What is the true normal human body temperature?

Background

The mean normal body temperature was held to be 37$^{\circ}$C or 98.6$^{\circ}$F for more than 120 years since it was first conceptualized and reported by Carl Wunderlich in a famous 1868 book. In 1992, this value was revised to 36.8$^{\circ}$C or 98.2$^{\circ}$F.

Exercise

In this exercise, you will analyze a dataset of human body temperatures and employ the concepts of hypothesis testing, confidence intervals, and statistical significance.

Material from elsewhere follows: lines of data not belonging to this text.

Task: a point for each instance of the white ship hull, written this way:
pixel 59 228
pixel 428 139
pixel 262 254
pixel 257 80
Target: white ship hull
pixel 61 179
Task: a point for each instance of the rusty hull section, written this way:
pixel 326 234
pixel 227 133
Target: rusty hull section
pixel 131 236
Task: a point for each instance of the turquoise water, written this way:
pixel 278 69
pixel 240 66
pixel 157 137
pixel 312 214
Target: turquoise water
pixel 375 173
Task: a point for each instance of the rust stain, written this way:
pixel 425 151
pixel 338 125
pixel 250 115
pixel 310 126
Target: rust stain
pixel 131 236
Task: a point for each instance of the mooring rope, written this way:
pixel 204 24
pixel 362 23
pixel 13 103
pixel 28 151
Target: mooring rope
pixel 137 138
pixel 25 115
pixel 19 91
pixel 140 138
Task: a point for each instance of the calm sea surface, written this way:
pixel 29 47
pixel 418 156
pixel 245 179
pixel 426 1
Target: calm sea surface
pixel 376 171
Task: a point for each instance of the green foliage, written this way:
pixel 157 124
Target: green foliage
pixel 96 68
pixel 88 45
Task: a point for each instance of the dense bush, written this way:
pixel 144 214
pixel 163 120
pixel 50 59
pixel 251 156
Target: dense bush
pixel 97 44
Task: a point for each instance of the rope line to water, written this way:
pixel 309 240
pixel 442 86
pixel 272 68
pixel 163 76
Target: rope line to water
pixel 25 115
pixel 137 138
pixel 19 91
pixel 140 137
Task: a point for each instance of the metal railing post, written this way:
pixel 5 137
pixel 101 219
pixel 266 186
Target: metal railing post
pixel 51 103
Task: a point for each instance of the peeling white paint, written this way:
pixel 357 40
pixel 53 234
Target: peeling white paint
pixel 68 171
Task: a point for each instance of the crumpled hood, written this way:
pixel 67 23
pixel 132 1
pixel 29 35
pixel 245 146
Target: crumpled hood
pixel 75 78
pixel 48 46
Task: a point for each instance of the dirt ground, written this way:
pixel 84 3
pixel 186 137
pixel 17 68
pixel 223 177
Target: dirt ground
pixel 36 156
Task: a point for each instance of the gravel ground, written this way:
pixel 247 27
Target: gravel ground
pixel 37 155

Answer the following questions in this notebook below and submit to your Github account.

  1. Is the distribution of body temperatures normal?
    • Remember that this is a condition for the CLT, and hence the statistical tests we are using, to apply.
  2. Is the true population mean really 98.6 degrees F?
    • Bring out the one sample hypothesis test! In this situation, is it approriate to apply a z-test or a t-test? How will the result be different?
  3. At what temperature should we consider someone's temperature to be "abnormal"?
    • Start by computing the margin of error and confidence interval.
  4. Is there a significant difference between males and females in normal temperature?
    • Set up and solve for a two sample hypothesis testing.

You can include written notes in notebook cells using Markdown:

Resources



In [1]:
import pandas as pd

In [2]:
%matplotlib inline

In [3]:
df = pd.read_csv('data/human_body_temperature.csv')

Is the distribution of body temperatures normal?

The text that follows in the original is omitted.